Chisago County Master Gardener
This year’s weeds are producing a bumper crop.
I’m thankful for the weeds that pop out easily when pulled and curse the ones that seem determined to stay put.
Luckily, part of my garden was treated early in the season with Preen, so that part is more manageable. I never got to the rest, and it’s a real mess out there.
One weed that I get every year, but this year is literally out of control, is yellow wood sorrel, Oxalis stricta. This short-lived perennial acts like an annual in Minnesota. Its weak stems, 4 to 18 inches long, branch near the ground. Small, heart-shaped leaves grow in clusters of three, giving a clover-like appearance.
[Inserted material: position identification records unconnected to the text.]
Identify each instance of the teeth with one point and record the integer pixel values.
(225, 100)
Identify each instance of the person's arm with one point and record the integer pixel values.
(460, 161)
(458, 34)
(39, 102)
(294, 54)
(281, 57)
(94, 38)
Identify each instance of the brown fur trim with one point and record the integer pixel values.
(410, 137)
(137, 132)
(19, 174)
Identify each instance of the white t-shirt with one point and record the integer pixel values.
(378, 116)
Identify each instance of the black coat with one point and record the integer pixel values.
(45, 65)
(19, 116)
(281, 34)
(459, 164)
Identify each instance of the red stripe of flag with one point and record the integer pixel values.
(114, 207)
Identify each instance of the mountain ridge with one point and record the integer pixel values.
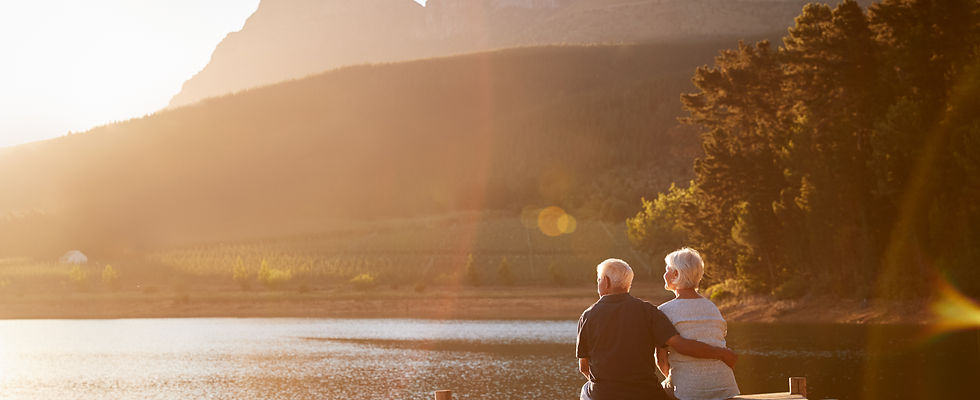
(288, 39)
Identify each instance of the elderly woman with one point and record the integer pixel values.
(697, 318)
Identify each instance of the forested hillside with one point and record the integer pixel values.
(846, 160)
(588, 128)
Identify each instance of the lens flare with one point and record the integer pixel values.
(952, 311)
(553, 221)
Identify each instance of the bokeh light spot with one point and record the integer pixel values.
(553, 221)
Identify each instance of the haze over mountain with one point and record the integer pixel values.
(590, 129)
(287, 39)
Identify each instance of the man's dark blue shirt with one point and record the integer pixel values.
(619, 335)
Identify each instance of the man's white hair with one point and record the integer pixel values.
(689, 266)
(617, 271)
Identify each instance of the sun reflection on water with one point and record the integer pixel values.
(953, 311)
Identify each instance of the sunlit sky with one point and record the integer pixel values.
(70, 65)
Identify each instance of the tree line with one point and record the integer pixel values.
(845, 161)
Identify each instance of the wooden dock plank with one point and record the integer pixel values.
(770, 396)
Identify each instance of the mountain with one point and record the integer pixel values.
(587, 128)
(289, 39)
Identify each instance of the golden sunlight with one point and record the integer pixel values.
(953, 311)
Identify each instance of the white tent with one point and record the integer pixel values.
(74, 257)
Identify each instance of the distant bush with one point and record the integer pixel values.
(78, 277)
(726, 290)
(363, 281)
(793, 288)
(272, 278)
(504, 274)
(110, 277)
(240, 274)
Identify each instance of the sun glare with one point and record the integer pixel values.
(952, 311)
(70, 65)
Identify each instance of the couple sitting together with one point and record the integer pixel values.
(623, 340)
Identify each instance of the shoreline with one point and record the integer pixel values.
(493, 303)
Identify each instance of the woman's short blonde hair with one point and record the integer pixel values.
(689, 266)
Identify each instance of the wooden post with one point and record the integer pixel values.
(797, 385)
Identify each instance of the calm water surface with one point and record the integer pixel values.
(408, 359)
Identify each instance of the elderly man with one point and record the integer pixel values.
(618, 336)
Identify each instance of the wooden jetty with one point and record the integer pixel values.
(797, 391)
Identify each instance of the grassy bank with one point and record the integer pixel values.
(438, 302)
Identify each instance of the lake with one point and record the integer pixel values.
(409, 359)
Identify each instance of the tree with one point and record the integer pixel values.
(504, 274)
(110, 277)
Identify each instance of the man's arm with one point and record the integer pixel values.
(697, 349)
(583, 367)
(662, 362)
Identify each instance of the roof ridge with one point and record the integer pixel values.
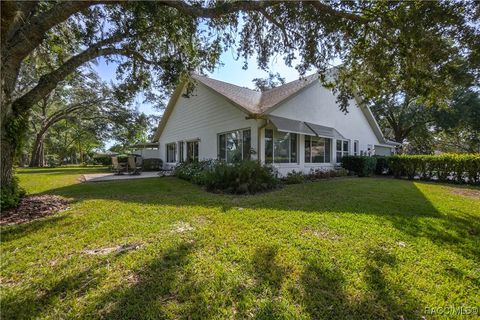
(252, 100)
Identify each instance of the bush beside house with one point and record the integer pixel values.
(243, 177)
(459, 168)
(361, 165)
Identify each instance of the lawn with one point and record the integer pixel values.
(348, 248)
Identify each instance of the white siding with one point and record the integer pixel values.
(202, 116)
(318, 105)
(148, 153)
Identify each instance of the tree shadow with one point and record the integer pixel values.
(15, 232)
(155, 286)
(401, 203)
(29, 304)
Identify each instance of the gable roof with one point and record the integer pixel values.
(253, 101)
(260, 103)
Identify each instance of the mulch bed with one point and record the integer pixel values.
(33, 207)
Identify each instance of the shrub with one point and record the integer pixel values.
(318, 174)
(382, 165)
(11, 195)
(459, 168)
(361, 165)
(295, 177)
(194, 171)
(240, 177)
(152, 164)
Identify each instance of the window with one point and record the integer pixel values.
(317, 150)
(181, 146)
(342, 149)
(192, 151)
(171, 152)
(280, 147)
(234, 146)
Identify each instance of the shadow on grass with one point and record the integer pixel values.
(397, 201)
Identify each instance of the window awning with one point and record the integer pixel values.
(323, 131)
(289, 125)
(311, 129)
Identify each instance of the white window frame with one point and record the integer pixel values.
(325, 151)
(198, 151)
(344, 151)
(241, 138)
(297, 143)
(174, 144)
(356, 146)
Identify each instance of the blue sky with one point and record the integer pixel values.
(231, 71)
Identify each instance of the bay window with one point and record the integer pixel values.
(192, 151)
(317, 150)
(234, 146)
(171, 152)
(280, 147)
(342, 149)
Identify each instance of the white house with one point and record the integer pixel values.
(297, 126)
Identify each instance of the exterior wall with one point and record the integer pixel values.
(148, 153)
(383, 151)
(202, 116)
(318, 105)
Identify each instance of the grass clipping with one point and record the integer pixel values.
(33, 207)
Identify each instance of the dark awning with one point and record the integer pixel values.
(323, 131)
(289, 125)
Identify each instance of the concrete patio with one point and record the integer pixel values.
(99, 177)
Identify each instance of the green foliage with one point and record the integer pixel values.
(241, 177)
(194, 171)
(152, 164)
(11, 195)
(295, 177)
(362, 166)
(288, 254)
(459, 168)
(238, 178)
(382, 165)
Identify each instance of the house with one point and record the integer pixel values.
(297, 126)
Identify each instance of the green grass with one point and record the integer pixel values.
(338, 249)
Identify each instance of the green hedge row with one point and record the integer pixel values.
(460, 168)
(361, 165)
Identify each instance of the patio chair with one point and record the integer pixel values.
(118, 168)
(133, 166)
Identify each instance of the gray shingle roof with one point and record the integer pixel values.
(255, 101)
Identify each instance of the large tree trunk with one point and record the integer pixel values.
(37, 159)
(7, 156)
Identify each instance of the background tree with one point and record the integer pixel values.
(412, 46)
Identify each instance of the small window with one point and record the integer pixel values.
(317, 150)
(280, 147)
(342, 149)
(181, 146)
(192, 151)
(171, 152)
(234, 146)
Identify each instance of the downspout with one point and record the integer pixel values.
(259, 138)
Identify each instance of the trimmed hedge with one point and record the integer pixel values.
(459, 168)
(362, 166)
(238, 178)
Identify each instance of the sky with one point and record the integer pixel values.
(231, 71)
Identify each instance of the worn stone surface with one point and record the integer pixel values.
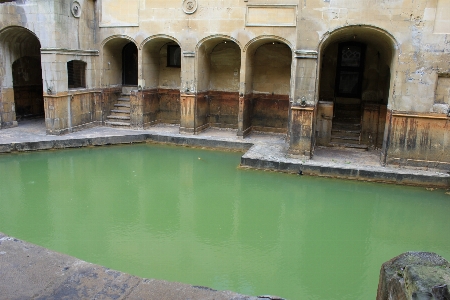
(415, 275)
(237, 47)
(262, 150)
(28, 271)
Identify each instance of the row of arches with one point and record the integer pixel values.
(218, 72)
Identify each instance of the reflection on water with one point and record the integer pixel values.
(190, 215)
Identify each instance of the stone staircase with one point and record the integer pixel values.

Small bright yellow flowers each have five petals; they usually appear in early summer and bloom throughout the season.
Each flower produces a five-sided seed pod which bursts when ripe, spraying seeds. With such an effective seed dispersal mechanism, it’s no wonder that yellow wood sorrel spreads easily. It is common in pastures and waste places as well as lawns and gardens.
In the lawn, wood sorrel grows in bare spots. So a good way to keep it under control is to have a healthy, thick turf.
Pulling is another method. Thankfully, this is one weed that pulls out very easily.
If you choose to spot- spray, use a product that targets weeds like wood sorrel. Do not use Roundup, because that will kill the grass. Some pre-emergent herbicides, like the ones used for crabgrass control, can help. These are applied in mid-spring, but again, make sure the label mentions yellow wood sorrel.
In the flower or vegetable garden, mulch the beds with two to three inches of organic matter to prevent yellow wood sorrel from making itself at home.
Most yellow wood sorrel is under 6 inches tall, but I’ve had plenty stay hidden and grow a foot high by the time I found them. Believe me, you can pull this weed all day long and think you’ve got it all, but there’s always more lurking.
On a positive note, all parts of yellow wood sorrel are edible, with a bright, tangy flavor. The leaves and blossoms can be added to salads as a decorative touch, and a lemony drink can be made from the foliage.